La même agence de notation souligne de plus "que l'appréciation est toutefois contrainte par son niveau d'endettement très élevé... .ainsi que par une flexibilité budgétaire fortement limitée".

En complément, quoi qu’on vous en aie dit par ailleurs, le rapport de la Chambre régionale des Comptes officialise un accroissement de l’encours de la dette qui atteindra 778 M€ en 2013 pour des ressources annuelles totales plafonnant à 190 M€ et pour une capacité d’autofinancement nette réduite à 5 M€ en 2013 et s’annulant ensuite ! ( page 50, 51,52).


Force est de constater que les charges de fonctionnement ne peuvent que croître d'une manière supérieure à l'inflation, notamment avec l’extension de la ligne B et la programmation de la ligne E du tram (nouveaux équipements, nouvelle ligne...) et que la dette va s'accroître fortement donc les deux critères d'appréciation de l'agence Standard and Poors ne sont à l’évidence plus respectés!!!

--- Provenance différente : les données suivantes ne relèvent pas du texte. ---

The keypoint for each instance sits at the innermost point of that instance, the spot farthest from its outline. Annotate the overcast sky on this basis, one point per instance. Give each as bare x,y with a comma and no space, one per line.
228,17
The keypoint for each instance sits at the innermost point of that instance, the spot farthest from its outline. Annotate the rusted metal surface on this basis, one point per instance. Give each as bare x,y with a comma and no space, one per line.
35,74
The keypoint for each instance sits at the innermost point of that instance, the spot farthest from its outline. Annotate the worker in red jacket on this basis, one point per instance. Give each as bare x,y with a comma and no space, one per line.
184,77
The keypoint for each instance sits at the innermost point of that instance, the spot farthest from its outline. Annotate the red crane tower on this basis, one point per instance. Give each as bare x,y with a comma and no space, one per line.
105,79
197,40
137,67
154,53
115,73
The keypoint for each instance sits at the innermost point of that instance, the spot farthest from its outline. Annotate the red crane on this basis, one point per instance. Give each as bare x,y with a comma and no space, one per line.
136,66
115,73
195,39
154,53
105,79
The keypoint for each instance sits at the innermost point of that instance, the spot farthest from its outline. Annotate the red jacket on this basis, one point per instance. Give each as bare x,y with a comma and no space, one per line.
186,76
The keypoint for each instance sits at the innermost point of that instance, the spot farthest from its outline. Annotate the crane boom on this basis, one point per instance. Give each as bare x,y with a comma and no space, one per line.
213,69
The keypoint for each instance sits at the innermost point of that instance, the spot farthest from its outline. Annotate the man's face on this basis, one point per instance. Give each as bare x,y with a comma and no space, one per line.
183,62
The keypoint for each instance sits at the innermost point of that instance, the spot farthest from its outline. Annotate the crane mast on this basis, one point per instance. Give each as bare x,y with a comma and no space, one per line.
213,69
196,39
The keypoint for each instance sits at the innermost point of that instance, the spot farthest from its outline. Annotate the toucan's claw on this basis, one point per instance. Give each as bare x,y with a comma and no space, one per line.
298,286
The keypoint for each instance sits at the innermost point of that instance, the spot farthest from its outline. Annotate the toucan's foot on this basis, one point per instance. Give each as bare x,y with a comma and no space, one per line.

Finalement, la question primordiale qui ressort de l'analyse de tous les documents financiers disponibles en 2011 -2012 à ce jour (Compte administratif 2011, BP 2012, rapport CRC du 19/01/2012) concerne la garantie de la Métro et du Conseil Général de l’Isère : alors que la Cour des Comptes préconise rigueur et transparence dans les comptes des collectivités locales, le SMTC présente l'alternative opposée.

Le Conseil Général de l’Isère et la Métro peuvent-ils dès à présent s'engager par écrit à se substituer au SMTC en cas de défaillance et à garantir les opérations financières actuelles et à venir d'ici 2014 pour financer des investissements très coûteux et dont la logique même est contestable car des solutions alternatives efficaces et moins onéreuses ont été rejetées ?

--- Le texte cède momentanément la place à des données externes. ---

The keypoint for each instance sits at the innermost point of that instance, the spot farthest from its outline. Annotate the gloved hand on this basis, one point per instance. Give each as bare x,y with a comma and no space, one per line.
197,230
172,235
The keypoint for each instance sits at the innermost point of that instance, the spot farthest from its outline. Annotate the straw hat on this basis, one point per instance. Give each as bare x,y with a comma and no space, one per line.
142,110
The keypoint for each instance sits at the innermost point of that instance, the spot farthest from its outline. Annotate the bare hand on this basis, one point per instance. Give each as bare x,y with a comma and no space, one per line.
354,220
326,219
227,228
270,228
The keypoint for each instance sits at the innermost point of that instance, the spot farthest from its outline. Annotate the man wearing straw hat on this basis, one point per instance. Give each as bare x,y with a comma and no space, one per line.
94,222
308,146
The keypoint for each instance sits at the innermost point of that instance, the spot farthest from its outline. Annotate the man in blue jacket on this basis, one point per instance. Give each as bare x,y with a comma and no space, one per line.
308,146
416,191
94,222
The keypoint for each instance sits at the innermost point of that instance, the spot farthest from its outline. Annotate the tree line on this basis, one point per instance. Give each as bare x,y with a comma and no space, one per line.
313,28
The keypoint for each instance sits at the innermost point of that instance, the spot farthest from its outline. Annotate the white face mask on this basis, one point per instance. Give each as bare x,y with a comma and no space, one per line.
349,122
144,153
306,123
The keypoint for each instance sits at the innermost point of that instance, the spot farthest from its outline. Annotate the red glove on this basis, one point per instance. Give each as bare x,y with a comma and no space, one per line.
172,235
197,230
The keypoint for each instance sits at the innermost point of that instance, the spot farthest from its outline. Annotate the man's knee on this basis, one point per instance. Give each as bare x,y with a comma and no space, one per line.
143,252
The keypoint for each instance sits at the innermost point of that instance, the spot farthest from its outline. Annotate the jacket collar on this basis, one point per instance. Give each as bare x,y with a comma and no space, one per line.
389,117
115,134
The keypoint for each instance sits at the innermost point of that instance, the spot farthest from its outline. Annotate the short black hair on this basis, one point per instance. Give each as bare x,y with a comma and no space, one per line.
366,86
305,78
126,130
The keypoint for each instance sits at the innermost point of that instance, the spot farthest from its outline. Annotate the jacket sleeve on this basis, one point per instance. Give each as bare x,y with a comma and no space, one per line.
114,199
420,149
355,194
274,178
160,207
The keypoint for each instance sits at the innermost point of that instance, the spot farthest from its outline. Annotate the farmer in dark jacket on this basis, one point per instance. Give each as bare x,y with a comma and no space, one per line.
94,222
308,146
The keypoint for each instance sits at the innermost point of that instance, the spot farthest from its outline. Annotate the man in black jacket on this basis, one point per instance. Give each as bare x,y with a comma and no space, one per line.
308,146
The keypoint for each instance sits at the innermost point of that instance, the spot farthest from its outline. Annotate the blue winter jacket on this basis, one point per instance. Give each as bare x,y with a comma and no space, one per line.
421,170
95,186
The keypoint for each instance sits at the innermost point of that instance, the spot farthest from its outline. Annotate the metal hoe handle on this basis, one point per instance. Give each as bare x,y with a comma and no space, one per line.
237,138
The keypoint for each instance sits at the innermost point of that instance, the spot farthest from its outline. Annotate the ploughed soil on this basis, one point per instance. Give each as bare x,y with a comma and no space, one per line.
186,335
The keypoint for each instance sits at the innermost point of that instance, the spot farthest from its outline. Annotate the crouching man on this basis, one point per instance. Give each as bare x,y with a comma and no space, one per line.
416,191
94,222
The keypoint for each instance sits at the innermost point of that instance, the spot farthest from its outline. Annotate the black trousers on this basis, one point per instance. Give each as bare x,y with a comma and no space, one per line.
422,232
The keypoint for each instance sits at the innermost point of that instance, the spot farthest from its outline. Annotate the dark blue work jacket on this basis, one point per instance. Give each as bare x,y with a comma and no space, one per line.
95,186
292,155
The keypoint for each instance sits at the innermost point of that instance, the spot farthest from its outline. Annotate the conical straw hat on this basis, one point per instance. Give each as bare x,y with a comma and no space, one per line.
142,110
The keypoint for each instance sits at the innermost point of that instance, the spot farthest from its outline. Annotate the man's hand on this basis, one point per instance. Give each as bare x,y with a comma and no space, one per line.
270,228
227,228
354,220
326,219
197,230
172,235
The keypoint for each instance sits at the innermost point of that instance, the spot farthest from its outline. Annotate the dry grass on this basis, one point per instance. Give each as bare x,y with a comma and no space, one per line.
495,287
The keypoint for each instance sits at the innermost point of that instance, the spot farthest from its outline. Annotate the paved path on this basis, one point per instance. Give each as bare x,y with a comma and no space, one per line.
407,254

Les collectivités locales mandantes acceptent-elles de consolider leurs comptes avec ceux du SMTC pour avoir une vision plus réaliste des engagements financiers tant en fonctionnement qu'en investissement (d'autant plus que la Métro finance le personnel du SMTC et utilise la procédure des mises à dispositions de personnels, ce qui rend opaque les charges réelles de fonctionnement du SMTC, ce que souligne précisément le rapport de la Chambre Régionale des comptes....).

Les cocontractants du SMTC nous ont également fait part de leurs inquiétudes concernant les risques financiers et opérationnels pris tant par des entreprises locales que par des institutions financières qui se sont engagées avec le SMTC.

Nous vous remercions, Monsieur le Président, de l’attention que vous porterez aux questions précédentes, formulées et partagées par plusieurs centaines d’adhérents ou de sympathisants de nos associations, très inquiets des risques financiers pris de manière inconsidérée par le SMTC, assuré que les CLM finiront toujours par payer en se substituant à lui, sans toutefois être en mesure de produire le moindre document l’attestant.

En application de l’ordonnance de clôture de l’instruction émise par le Tribunal administratif de Grenoble, nous vous serions obligés de bien vouloir confirmer votre position vis à vis du cautionnement du SMTC par votre Collectivité avant le jugement prévu en septembre 2012."

Cette demande de transparence sur des garanties financières vient d'être adressée à Marc Baïetto en qualité de Président de la Métro et à André Vallini en qualité de Président du Conseil Général de l'Isère, les deux collectivités supposées apporter leurs garanties au SMTC de l'agglomération grenobloise.